Two years after enactment of the Affordable Care Act, almost every state in the union has implemented at least one item from the law’s early market reforms, the Patient's Bill of Rights, an analysis from the Commonwealth Fund has found.
Of the 49 states that have taken some action, 23 (and the District of Columbia) passed legislation or enacted regulations addressing at least one of the reforms. Twelve states addressed all the reforms. An additional 15 issued guidance for insurers on the reforms, and 11 states took no action but reported that regulators were reviewing insurers’ policy forms for compliance with reforms.
Only Arizona has done nothing to enact ACA reforms
Early market reforms that comprise the Patient’s Bill of Rights include:
• Coverage for dependents until age 26 years.
• Coverage for children younger than age 19 years, regardless of preexisting conditions.
• Prohibition of lifetime limits on essential health benefits.
• Phasing out of annual limits on the cost of essential health benefits.
• Access to a gynecologist without a referral.
• Access to copayment-free preventive services.
• Prohibition of canceling insurance except in cases of fraud or intentional misrepresentation.
• Increased flexibility in choosing a pediatrician.
• Increased flexibility in choosing a primary care provider.
• Expanded coverage of emergency services.
The Commonwealth analysis did not examine state action on other insurance reforms, including medical loss ratio requirements or standards for insurance premiums.
Even as the Supreme Court readies to examine a host of legal challenges to the ACA, states seem to be supporting the law’s implementation, at least through their actions, according to Katie Keith, lead author of the analysis.
"The vast majority of states have been very busy on health reform, at least on these early market reforms," Ms. Keith said in an interview. "You can see [the reforms] being really baked into state law and regulatory practice in all 50 states."

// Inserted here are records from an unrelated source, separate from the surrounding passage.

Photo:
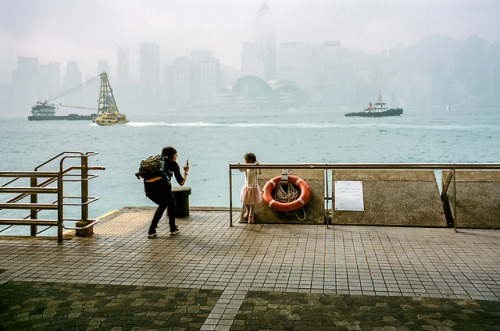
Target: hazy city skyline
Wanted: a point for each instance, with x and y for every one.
(89, 31)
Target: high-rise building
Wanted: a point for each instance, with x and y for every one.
(181, 82)
(122, 71)
(25, 83)
(149, 54)
(205, 77)
(103, 66)
(259, 56)
(71, 81)
(50, 80)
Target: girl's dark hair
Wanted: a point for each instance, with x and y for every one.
(169, 152)
(250, 158)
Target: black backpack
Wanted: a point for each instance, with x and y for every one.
(151, 167)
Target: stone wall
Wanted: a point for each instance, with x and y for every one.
(478, 198)
(394, 198)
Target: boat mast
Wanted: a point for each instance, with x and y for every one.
(107, 104)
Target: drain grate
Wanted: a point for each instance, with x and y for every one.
(123, 224)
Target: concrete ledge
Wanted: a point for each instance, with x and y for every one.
(393, 198)
(478, 198)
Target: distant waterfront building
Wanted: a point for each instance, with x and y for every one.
(252, 93)
(259, 56)
(205, 77)
(314, 68)
(103, 66)
(149, 54)
(71, 80)
(25, 83)
(50, 80)
(73, 76)
(181, 82)
(122, 66)
(193, 81)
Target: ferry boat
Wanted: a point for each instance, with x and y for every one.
(107, 111)
(43, 111)
(379, 110)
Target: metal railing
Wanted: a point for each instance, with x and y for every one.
(366, 166)
(35, 189)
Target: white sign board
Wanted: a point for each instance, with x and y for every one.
(349, 195)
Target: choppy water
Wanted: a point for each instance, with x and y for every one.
(213, 140)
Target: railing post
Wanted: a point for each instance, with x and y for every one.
(33, 199)
(86, 232)
(60, 197)
(84, 188)
(327, 197)
(455, 218)
(230, 198)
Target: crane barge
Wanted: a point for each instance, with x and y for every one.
(46, 111)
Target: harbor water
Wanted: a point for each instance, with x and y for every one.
(213, 139)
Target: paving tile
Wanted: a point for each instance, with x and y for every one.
(375, 262)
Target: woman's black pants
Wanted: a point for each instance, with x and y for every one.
(160, 192)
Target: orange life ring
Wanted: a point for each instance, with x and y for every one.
(305, 194)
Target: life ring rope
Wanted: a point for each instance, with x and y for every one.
(292, 206)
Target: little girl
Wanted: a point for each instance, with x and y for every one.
(250, 193)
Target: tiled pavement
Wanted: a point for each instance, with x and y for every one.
(250, 277)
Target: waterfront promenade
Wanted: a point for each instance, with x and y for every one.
(251, 277)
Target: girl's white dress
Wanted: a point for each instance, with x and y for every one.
(251, 193)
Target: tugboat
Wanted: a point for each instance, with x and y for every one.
(44, 111)
(378, 111)
(107, 111)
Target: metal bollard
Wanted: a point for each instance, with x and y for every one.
(181, 194)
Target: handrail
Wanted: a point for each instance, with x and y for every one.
(58, 204)
(364, 166)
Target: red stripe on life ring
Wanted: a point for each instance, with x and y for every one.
(305, 194)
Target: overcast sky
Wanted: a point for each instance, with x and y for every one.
(89, 30)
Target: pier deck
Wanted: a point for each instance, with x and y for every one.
(248, 277)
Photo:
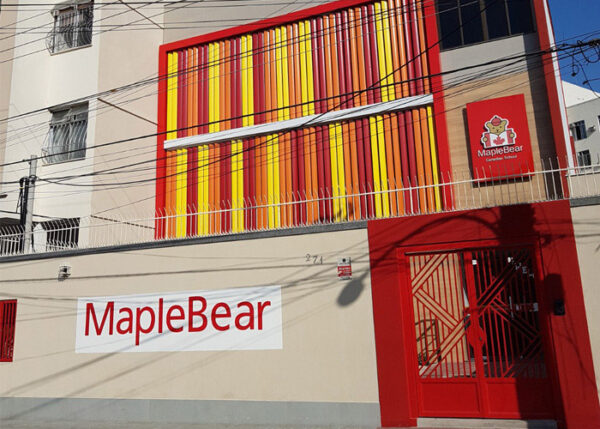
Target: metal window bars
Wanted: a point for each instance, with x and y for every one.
(72, 28)
(549, 183)
(67, 137)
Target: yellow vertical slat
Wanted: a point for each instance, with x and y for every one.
(385, 200)
(339, 147)
(335, 186)
(389, 68)
(285, 76)
(204, 185)
(375, 161)
(181, 192)
(279, 68)
(171, 125)
(270, 142)
(309, 69)
(304, 69)
(434, 161)
(276, 186)
(383, 79)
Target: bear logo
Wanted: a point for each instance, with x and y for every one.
(498, 134)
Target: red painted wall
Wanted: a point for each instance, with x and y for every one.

As the law currently stands, if states don’t implement the Patient’s Bill of Rights by Jan. 1, 2014, the federal government will do it for them. States that have not acted on these ACA reforms already may have stronger patient protections or their laws already may allow enforcement of the ACA, Ms. Keith said.
But while the ACA brings unprecedented coverage, opponents say the costs outweigh the benefits.
"For individuals and employers, the results from these new federal regulations will be across-the-board increases in health insurance costs and premiums ... These additional costs will likely exceed any possible savings from lower administrative costs for insurers," according to a report from the Heritage Foundation.
The Obama administration contends that overall, reforms that create transparency in the market will result in lower costs.